The lead character of the story, Ichabod Crane is faced with the scary legend of The Headless Horseman upon meeting with Brom Bones, his rival with Katrina Van Tassel. The audience is also provided with a reasonable school teacher dealing with a famous creativity. This paradox could be determined as one of the major styles of the movie.
The setting of the story, the creepy town of Sleepy Hollow, has actually added to the horror of Ichabod, making it hard for him to remove the possibility that the story of the Headless Horseman holds true.
The story of the Horseman is not comprised by Brom but is a town legend, and he has actually effectively turned the story to his benefit. The very superstitious Ichabod is horrified as his method house from Katrina’s house is the very same path that the Headless Horseman takes.
He finds himself being hunted by the Horseman. As a schoolteacher, it is expected that his coherent thinking would not let him yield to such stories and be frightened by it.
His imagination is boundless and this leads him to believe the story of the Headless Horseman. Eventually, he becomes prey to the terrifying bait prepared by Brom. However, the film is tailored to be parallel to William Irving’s original story which embodies the witty and humorous style of the writer.

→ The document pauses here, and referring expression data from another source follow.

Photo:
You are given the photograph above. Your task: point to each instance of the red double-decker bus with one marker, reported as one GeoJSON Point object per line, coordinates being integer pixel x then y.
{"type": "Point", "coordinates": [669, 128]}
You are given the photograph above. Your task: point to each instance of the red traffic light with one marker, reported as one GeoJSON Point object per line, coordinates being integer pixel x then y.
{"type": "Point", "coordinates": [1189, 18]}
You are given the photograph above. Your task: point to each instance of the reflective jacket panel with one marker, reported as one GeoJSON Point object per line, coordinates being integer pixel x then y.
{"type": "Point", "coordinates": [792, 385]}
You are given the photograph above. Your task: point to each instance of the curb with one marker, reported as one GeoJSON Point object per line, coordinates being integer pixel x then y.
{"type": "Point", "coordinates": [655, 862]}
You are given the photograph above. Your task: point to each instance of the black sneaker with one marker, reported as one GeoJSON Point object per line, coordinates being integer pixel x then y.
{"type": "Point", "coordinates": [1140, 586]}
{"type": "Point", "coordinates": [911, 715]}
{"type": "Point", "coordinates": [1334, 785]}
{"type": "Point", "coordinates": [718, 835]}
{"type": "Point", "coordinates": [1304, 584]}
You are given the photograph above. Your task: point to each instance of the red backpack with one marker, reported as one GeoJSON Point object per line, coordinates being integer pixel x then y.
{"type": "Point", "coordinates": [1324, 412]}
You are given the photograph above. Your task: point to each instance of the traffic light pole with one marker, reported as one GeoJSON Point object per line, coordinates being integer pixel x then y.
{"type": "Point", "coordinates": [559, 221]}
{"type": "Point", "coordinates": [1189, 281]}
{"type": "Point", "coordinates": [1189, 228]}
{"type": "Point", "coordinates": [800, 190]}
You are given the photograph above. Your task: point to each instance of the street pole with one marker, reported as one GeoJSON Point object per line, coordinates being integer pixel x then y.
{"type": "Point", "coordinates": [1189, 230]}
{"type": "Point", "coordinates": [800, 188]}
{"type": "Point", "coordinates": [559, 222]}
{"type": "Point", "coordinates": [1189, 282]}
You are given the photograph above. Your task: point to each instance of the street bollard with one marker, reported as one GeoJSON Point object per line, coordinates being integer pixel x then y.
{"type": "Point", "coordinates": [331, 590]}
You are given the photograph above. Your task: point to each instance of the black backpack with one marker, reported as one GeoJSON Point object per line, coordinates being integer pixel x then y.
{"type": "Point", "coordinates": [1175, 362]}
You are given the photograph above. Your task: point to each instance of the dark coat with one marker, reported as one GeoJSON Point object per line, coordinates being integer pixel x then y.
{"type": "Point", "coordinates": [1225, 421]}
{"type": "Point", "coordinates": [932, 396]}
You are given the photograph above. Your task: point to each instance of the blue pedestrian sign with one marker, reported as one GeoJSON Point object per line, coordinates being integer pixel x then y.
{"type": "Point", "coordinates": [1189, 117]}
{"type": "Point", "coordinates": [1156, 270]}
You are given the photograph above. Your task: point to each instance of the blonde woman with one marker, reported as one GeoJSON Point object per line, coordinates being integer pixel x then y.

This style makes it enjoyable to watch the film and be taken by the thrilling chase of Ichabod by the Headless Horseman which diverted the attention from criticism of the confusion and insensibility of the lead character.
It is also expected that the audience are taken into the same place that Ichabod traverses and is chased by the Horseman. The place is depicted in a way that would draw people, most especially Ichabod Crane, into a sleepy and imaginary state. Work Cited The Legend of Sleepy Hollow. 1949. Disney.